KHANH DO, Arash Kashfi Yeganeh, Cesunica E. Ivey, University of California, Riverside

     Abstract Number: 496
     Working Group: Urban Aerosols

Abstract
California’s South Coast Air Basin (SoCAB) is well-known for extremely poor air quality due to its unique terrain and high levels of anthropogenic emissions. In this study, we use machine learning (ML) to recognize the natural pattern of ambient air pollutants in SoCAB and to explore the link between precursor emissions, meteorology, and PM2.5/ozone. We investigated the historical changes of PM2.5 and ozone using 25 years of air pollutant, emissions, and meteorological data. We tested the random forest regression (RFR) algorithm under multiple configurations to tune the prediction and provide the best air quality predictions.
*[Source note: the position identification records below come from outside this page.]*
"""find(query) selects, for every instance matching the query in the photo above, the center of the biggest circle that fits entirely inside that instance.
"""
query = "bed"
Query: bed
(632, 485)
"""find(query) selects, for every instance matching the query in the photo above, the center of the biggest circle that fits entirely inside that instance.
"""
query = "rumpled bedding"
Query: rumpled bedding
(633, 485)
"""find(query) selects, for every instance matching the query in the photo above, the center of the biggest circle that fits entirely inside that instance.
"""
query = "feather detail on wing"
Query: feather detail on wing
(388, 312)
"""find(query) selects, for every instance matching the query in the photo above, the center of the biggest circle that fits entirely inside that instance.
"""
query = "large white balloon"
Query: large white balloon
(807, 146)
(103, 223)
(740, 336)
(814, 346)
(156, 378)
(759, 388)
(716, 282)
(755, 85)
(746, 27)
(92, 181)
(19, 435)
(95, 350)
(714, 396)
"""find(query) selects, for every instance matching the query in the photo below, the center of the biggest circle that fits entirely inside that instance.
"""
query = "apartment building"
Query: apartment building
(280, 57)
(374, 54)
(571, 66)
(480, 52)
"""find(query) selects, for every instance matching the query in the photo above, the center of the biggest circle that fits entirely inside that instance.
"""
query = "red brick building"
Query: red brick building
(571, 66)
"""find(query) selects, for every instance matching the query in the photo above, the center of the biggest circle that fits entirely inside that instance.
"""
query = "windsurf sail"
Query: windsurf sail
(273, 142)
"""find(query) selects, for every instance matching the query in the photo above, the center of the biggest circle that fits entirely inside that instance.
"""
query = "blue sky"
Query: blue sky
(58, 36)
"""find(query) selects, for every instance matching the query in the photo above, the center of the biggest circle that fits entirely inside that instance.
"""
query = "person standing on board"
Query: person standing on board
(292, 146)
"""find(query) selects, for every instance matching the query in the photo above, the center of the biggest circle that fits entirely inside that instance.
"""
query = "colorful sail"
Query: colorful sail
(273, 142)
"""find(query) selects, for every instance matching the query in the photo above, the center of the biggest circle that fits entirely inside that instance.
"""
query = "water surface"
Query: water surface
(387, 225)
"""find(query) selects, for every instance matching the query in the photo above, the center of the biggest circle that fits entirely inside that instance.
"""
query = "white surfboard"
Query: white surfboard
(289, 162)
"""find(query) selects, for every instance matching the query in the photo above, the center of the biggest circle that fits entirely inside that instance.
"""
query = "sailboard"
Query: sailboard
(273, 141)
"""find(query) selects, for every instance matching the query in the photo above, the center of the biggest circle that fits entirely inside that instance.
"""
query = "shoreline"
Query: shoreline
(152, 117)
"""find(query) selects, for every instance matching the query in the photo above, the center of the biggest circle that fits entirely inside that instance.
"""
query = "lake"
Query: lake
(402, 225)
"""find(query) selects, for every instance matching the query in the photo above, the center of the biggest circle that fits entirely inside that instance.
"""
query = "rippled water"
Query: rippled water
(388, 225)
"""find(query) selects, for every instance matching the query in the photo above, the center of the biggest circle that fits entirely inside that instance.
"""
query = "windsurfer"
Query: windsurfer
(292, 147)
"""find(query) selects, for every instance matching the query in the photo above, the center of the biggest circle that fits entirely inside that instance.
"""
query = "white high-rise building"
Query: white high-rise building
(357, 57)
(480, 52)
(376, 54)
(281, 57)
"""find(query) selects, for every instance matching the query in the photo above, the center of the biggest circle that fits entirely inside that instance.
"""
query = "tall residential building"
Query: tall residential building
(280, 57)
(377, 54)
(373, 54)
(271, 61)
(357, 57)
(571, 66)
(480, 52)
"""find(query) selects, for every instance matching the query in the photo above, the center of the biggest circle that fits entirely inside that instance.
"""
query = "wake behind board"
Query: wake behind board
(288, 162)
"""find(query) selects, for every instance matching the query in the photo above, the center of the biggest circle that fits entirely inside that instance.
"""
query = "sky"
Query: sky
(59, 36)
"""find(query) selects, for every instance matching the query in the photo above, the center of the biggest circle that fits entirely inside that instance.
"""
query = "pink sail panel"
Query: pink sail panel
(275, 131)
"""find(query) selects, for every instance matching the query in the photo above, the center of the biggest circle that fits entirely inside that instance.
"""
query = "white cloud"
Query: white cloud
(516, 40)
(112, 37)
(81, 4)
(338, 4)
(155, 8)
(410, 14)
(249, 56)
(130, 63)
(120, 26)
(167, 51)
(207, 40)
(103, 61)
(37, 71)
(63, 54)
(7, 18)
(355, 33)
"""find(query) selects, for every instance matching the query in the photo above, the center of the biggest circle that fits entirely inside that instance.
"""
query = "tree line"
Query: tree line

We first trained the RFR model with hourly meteorology and air pollutant data from 1994 to 2018. Meteorological data was retrieved from Ontario and Los Angeles International Airport monitoring stations, and air quality data were retrieved from the San Bernardino (CA) air monitoring station. The RFR training features were NO, NO2, surface temperature, dew point temperature, visibility, surface pressure, relative humidity, wind speed, and wind direction. The RFR model was trained in five-year increments from 1994 to 2018. The R2 ranged from 0.6 – 0.7 for historical hourly predictions. The model also enabled predictions of 2023 PM2.5 and ozone using input data from a 2023 CMAQ simulation. The freedom of choosing input features enabled the investigation of PM2.5 and ozone sensitivity to fluctuations in key variables, such as temperature and NOx. These promising results indicate that ML can accelerate air quality research by augmenting traditional air quality modeling, reducing simulation time, and exploiting large datasets for historical simulations and future air quality predictions.